Note that your ILP should cover more than just Essay 2, so you shouldn't plan to use too much of this essay in your ILP. But you are welcome to use long passages or even whole paragraphs from this essay in your ILP. I won't consider it plagiarism.
This assignment is worth 20 points (the same as one of the weekly paragraphs.)
Objectively assess the strengths and weaknesses of a claim. Don't puff up the value of the side you agree with and ignore evidence in favor of the side you oppose.
Present a case for why something is true, good, or useful (or false, bad, or useless). You could try to persuade your reader to have (or skip) a second donut. Convince me to start wearing contacts, ditch my fanny-pack, or get a puppy. Avoid black/white hot-button issues, and avoid any topic where there is only one rational or permissible answer ("Was Hitler evil?" "Is the oppression of women a bad thing?") Choose a topic that a rational person might actually disagree with. ("Emphasis on Hitler's hatred of Jews inappropriately obscures the economic and political causes of World War II." "The full-time mommy track, which has been rejected as oppressive by many educated women who could choose to stay at home with their children, is a romanticized goal of many poor working women, who cannot."
Note that this is not a research class, so I am not asking you to look up facts and statistics; but if they are necessary to your argument, you will need to cite them accurately and properly. (I would prefer that you choose a subject that does not require outside research.)
Originally scheduled for Oct 11... delayed until after the break.
Due online (through Turnitin.com) by Wednesday at 11am, Oct 17.
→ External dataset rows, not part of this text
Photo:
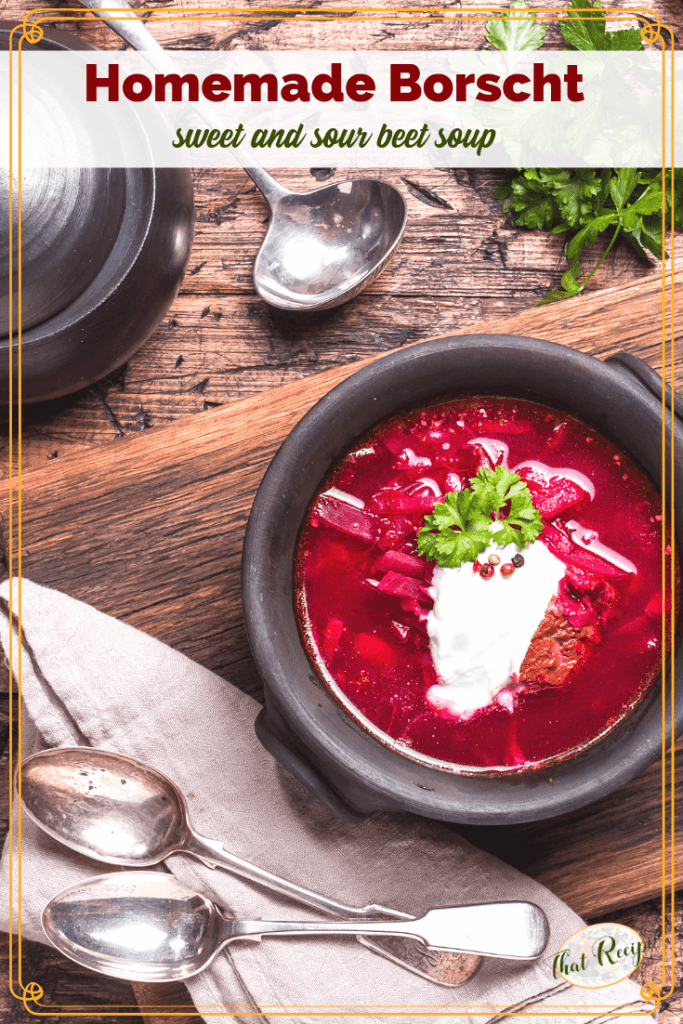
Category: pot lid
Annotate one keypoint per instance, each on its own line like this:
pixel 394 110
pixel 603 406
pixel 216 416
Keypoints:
pixel 71 216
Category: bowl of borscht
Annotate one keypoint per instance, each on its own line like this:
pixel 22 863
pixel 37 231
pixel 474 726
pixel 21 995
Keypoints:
pixel 460 583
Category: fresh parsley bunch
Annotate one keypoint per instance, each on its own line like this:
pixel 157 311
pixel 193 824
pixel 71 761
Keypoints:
pixel 585 202
pixel 460 527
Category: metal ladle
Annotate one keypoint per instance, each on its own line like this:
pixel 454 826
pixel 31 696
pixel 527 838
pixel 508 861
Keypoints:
pixel 145 926
pixel 322 247
pixel 121 811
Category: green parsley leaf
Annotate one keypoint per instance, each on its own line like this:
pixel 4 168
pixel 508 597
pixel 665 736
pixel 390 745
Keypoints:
pixel 460 527
pixel 585 29
pixel 585 203
pixel 516 29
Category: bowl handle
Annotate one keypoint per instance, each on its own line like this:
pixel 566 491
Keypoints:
pixel 649 378
pixel 303 771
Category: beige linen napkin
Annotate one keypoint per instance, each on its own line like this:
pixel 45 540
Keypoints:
pixel 88 679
Teach your reader something by classifying something. As with the other expository writing assignments, I am not interested in a paragraph that classifies something I can already find on Wikipedia or in your textbooks. Instead, focus on something specific to your own personal experience. Maybe your friend has several different kinds of laughs... how can you tell them apart, and what do they mean? Do you have a specific pattern that you use when you sort your clothes?
Rescheduled from Oct 2.
Propose a thesis for a 2-3 page expository essay.
A chapter on timed in-class writing; useful for upcoming midterms in your other classes. See also Timed Essays: Top 5 Tips.
Moved from Oct 2.
You made some promises in your original Individual Learning Plan. If you have any questions about your update, feel free to post them here or to contact me by e-mail.
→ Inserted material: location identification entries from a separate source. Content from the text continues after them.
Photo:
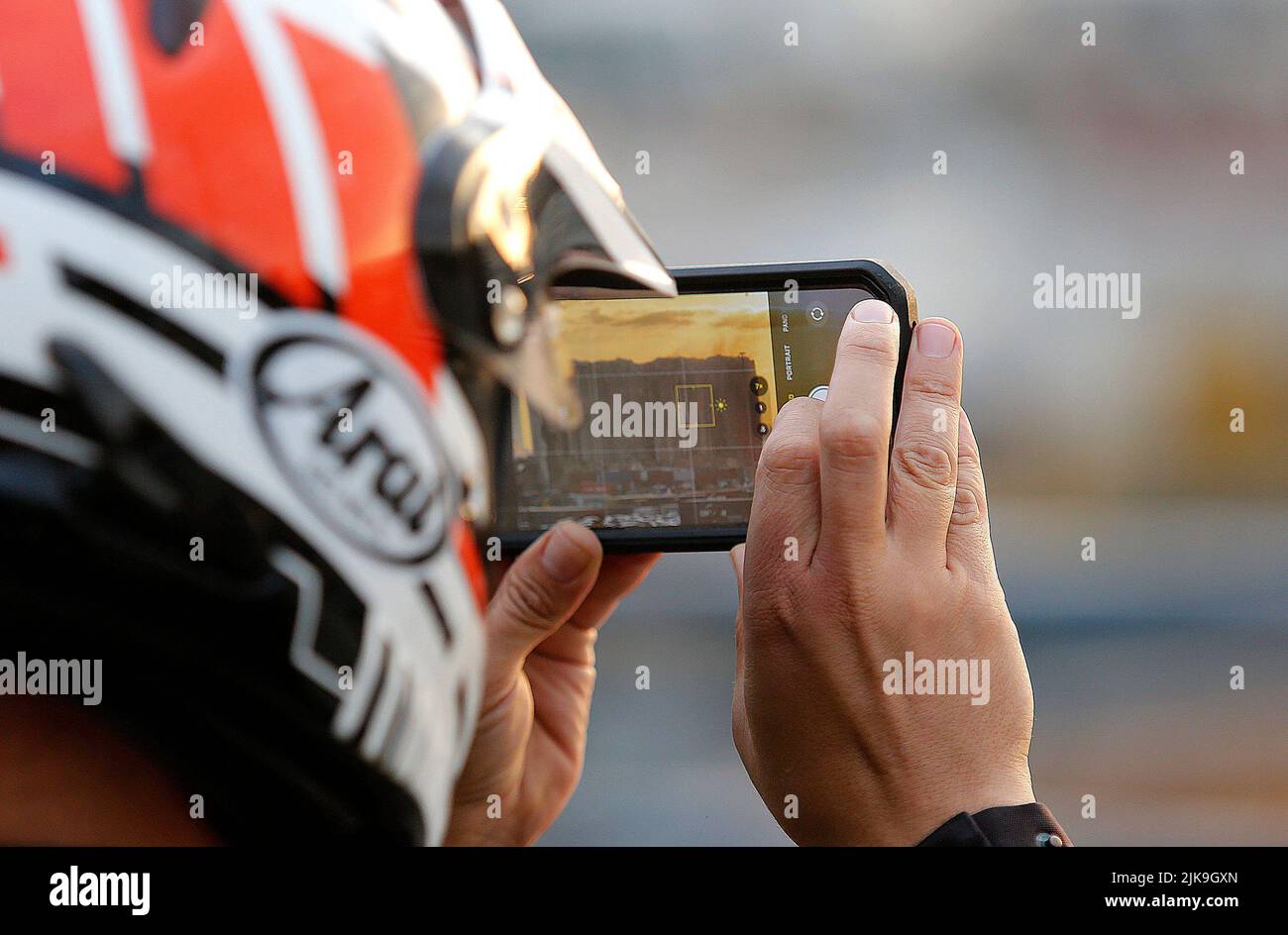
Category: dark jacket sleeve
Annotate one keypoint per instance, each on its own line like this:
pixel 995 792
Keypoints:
pixel 1006 826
1) Do you need to make any changes to your ILP?
Part of your Update 1 will assess whether you are keeping those promises. If not, you may need to reorganize your plan, either to catch up or to make claims that are less idealistic. If you have noticed a particular area where you are struggling, or where you have made great progress, but that area was not part of your original ILP, feel free to add it to this version.
2) What efforts are you making? Supply evidence that supports your answer.
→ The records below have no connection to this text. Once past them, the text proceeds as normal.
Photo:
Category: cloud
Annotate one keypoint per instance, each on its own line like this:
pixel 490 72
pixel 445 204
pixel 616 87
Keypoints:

Are you using the resources you said you would use? Whether you made major changes to your ILP or your are happy with how things are going, your update should supply evidence that supports your progress. Don't waste words by giving me the name and date of every online exercise you have completed, but DO supply round numbers, average scores, and specific references to exercises that you found particularly helpful. What specific thing did you learn after a visit to the writing center? What specific thing did you consult the textbook about? Again, you don't have to cover every single thing that you learned from each resource that you mentioned, but do focus on something specific that shows you have been consulting key resources usefully.
3) What progress are you making? Support your claims by comparing early and recent writing samples.
Demonstrate your progress as a writer by comparing your first submissions with your more recent work. Any comparison is far more persuasive and effective if it focuses on a small number of specific claims, rather than trying to cover a large number of general, unsupported statements. Make a few brief claims about your writing, such as "I am less wordy" or "I'm using stronger verbs." Quote several brief passages from your early submissions, in order to illustrate the problem. Explain, being as specific as possible, how you learned to avoid this problem. (You could quote from the textbook, or from a comment I left on your paper). Then, supply a quote from a more recent paper that demonstrates your progress.
Use a specific example to explain (analyze, compare, classify, discover) a significant concept. (I might tell a story of how I learned humility when I got someone's last name wrong in an article for the school paper; or, I might say that the content of the subject line of an e-mail message tells me a lot about the sender's personality -- for instance, if the subject line is blank, the sender is impulsive or rushed. Which of these ideas would result in a better 200-word paragraph? I would have to keep brainstorming.)
We will look at an organizational scheme for ordering thought. This one is known as Bloom's Taxonomy.
We will also do some sentence revision exercises.